Stability AI announces Stable Audio

Plus: Musk to Capitol Hill: AI poses 'civilizational threat'

Welcome to The Dispatch! We are the newsletter that keeps you informed about AI. Each weekday, we scour the web to aggregate the many stories related to artificial intelligence; we pass along the news, useful resources, tools or services, technical analysis and exciting developments in open source. Even if you aren’t an engineer, we’ll keep you in touch with what’s going on under the hood in AI.

Good morning. Today in AI:

  • Tech leaders from most major companies went to Capitol Hill to talk AI; two stories below

  • Stable Audio will soon be open sourced; it’s a text-to-audio music generator from Stability AI

  • IBM, Nvidia, Adobe, and 5 others join President Biden’s self-policing AI initiative

  • A shocking look into the amount of water required to power ChatGPT

  • Salesforce introduces Einstein Copilot Studio for customizing EinsteinGPT

  • MLCommons has new benchmarks for AI hardware - Nvidia H100 and Intel Gaudi2 take top honors

  • A neural network that smells like humans, a crash course/state of affairs in Retrieval Augmented Generation, a Reddit thread highlights how good AI video generation has become & more

Stable Audio is a latent diffusion model, much like Stable Diffusion

The Story: Stability AI, primarily known for text-to-image generator Stable Diffusion, has launched Stable Audio - its first AI product for generating music. Stable Audio allows users to generate music tracks up to 90 seconds long by providing text prompts describing the desired style, instruments, mood etc. The model was trained on a large dataset of music and metadata provided by stock music company AudioSparx.

More Details:

  • Stable Audio generates music tracks in response to text prompts - their example "Post-Rock, Guitars, Drum Kit, Bass, Strings, Euphoric, Up-Lifting, Moody, Flowing, Raw, Epic, Sentimental, 125 BPM" gets this output. Users can also specify the desired length.

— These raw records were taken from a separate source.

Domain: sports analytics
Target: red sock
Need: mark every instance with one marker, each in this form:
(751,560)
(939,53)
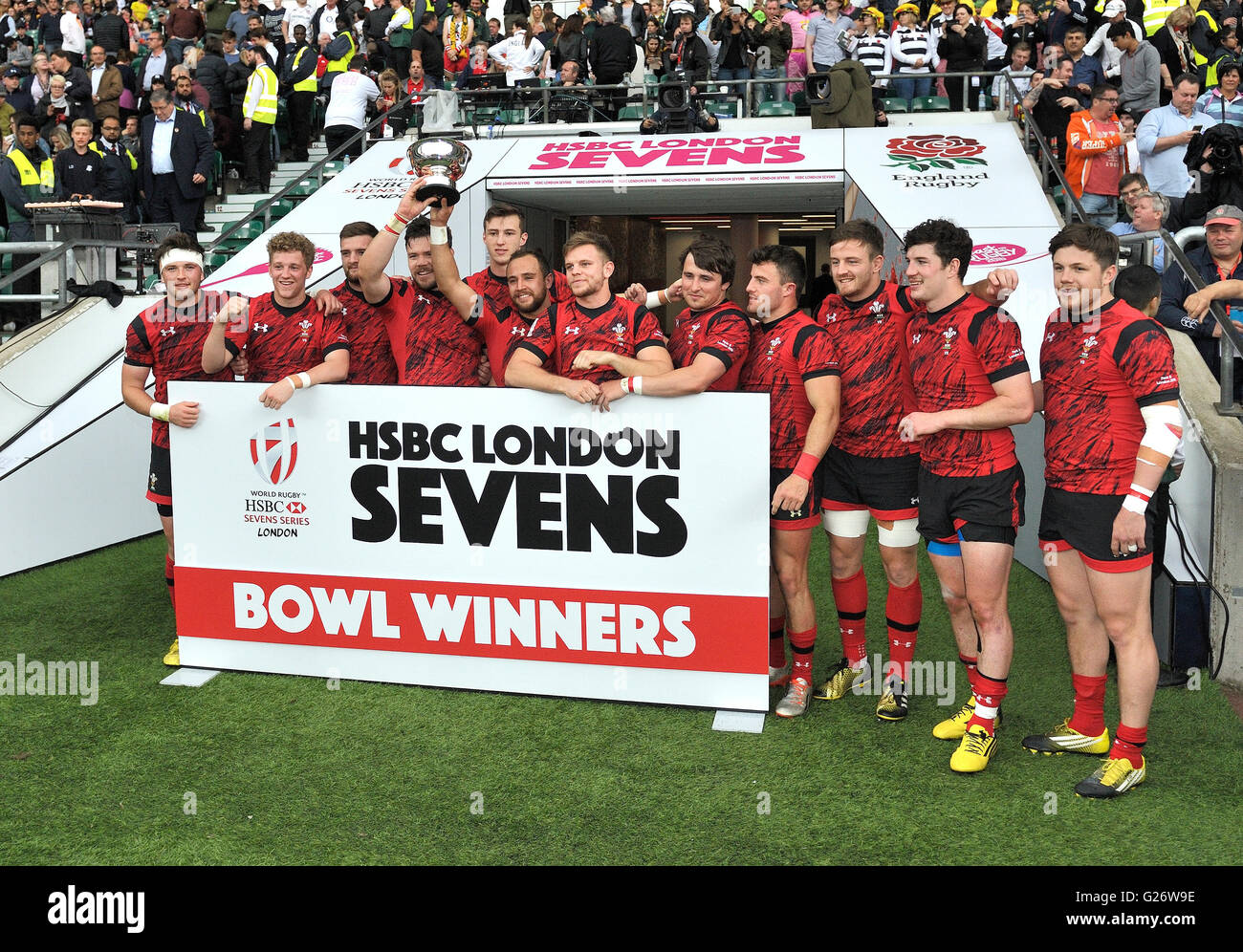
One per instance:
(970,665)
(1089,717)
(903,609)
(777,641)
(802,644)
(989,698)
(1129,744)
(168,578)
(850,595)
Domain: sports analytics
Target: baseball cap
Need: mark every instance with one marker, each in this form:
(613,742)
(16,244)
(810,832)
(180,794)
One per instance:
(1225,215)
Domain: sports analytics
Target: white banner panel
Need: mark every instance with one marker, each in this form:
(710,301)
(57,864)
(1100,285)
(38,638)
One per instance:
(477,538)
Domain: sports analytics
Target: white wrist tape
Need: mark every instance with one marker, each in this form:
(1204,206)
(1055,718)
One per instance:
(1164,430)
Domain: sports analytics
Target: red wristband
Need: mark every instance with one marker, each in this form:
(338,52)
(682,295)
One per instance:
(807,464)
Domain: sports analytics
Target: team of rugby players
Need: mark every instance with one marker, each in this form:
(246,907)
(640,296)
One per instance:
(894,404)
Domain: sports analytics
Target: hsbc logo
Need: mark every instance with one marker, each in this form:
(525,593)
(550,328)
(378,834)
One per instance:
(274,451)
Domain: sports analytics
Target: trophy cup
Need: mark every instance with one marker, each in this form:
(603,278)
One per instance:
(442,162)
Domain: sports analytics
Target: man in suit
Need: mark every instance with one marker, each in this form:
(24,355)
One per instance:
(173,143)
(106,85)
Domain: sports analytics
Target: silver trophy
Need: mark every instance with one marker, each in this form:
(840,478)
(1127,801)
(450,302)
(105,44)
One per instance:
(442,162)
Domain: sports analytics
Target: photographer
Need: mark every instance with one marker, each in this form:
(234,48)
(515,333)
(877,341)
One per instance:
(1214,162)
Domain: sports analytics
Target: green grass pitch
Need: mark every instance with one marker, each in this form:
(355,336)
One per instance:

  • It uses a latent diffusion architecture that enables high-quality 44.1 kHz outputs, unlike most previous text-to-audio models with lower quality sound.

  • There is a free version that generates 20 second clips, and a paid "Pro" version for 90 second tracks downloadable for commercial projects.

  • At an unspecified date, Stability will open source models based on Stable Audio and training code for training your own audio generation models.

Takeaways: While the samples might not seem terribly impressive, this is currently state of the art in text-to-music along with Meta’s AudioCraft. These tools have already improved quite a bit from the earliest models and will continue to get better. While image generation has received much attention, AI-generated music will enable many new creative possibilities for musicians and creators.

There are, naturally, ethical and other concerns including copyright status and compensation for musicians using AI. As with other generative AI, striking the right balance between enabling creation and protecting rights will be an ongoing challenge. But overall, Stable Audio points to the rapid evolution of creative AI and the new frontiers it is opening up beyond language models and image generation.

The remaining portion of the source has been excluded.